Qdrant is a vector database — it stores embeddings and payload metadata. Non-vector data that the memory system needs (knowledge graph nodes/edges, consolidation logs, retrieval feedback, conversation history) lives in a sidecar SQLite file.

The sidecar is the same SqliteBrain used by the default SQLite backend, minus the embedding column (which lives in Qdrant). This means:

  • Knowledge graph queries (entity lookup, relation traversal) stay fast (local SQLite).
  • Vector queries go through Qdrant's optimized HNSW index.
  • Migration between SQLite-only and Qdrant backends is straightforward.

Scaling beyond 10M vectors

Sharding

Qdrant supports automatic sharding. When creating a collection:

curl -X PUT 'http://localhost:6333/collections/my_collection' \
-H 'Content-Type: application/json' \
-d '{
"vectors": { "dense": { "size": 1536, "distance": "Cosine" } },
"shard_number": 4
}'

For distributed deployments, use Qdrant's built-in replication and sharding across multiple nodes.

Quantization

Reduce memory usage with scalar or product quantization:

curl -X PATCH 'http://localhost:6333/collections/my_collection' \
-H 'Content-Type: application/json' \
-d '{
"quantization_config": {
"scalar": { "type": "int8", "quantile": 0.99, "always_ram": true }
}
}'

INT8 scalar quantization reduces memory by ~4x with minimal accuracy loss. Binary quantization offers ~32x reduction for filtering-heavy workloads.

Disk-backed indexes

For datasets that don't fit in RAM:

curl -X PATCH 'http://localhost:6333/collections/my_collection' \
-H 'Content-Type: application/json' \
-d '{
"hnsw_config": { "on_disk": true },
"vectors": { "dense": { "on_disk": true } }
}'

Troubleshooting

Connection refused

  • Verify Qdrant is running: curl http://localhost:6333/healthz
  • Check Docker port mapping: docker ps | grep qdrant
  • For cloud: verify the URL includes the port (:6333) and HTTPS if required.

Health check timeout

The default timeout is 15 seconds. Increase timeoutMs for slow networks or large datasets:

const store = new QdrantVectorStore({
// ...
timeoutMs: 30_000,
});

GMIError: QdrantVectorStore requires a non-empty url

The url field is missing or empty. Ensure the configuration includes a valid Qdrant URL.

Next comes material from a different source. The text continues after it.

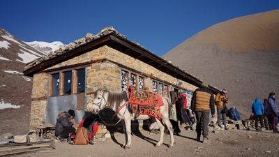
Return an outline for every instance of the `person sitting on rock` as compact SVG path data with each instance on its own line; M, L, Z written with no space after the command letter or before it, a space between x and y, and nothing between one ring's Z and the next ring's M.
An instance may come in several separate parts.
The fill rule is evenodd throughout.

Collection not found (404)

createCollection() must be called before upserting data. AgentOS does not auto-create collections — this is by design to prevent accidental data isolation issues.

Dimension mismatch

If you change embedding dimensions after creating a collection, Qdrant will reject upserts. Delete the collection and recreate it with the correct dimension:

await store.deleteCollection('my_collection');
await store.createCollection('my_collection', newDimension);

BM25 not working

Ensure enableBm25: true (the default) and that documents include textContent. BM25 sparse vectors are only generated for documents with non-empty text content. Qdrant 1.12+ is required for built-in BM25 support.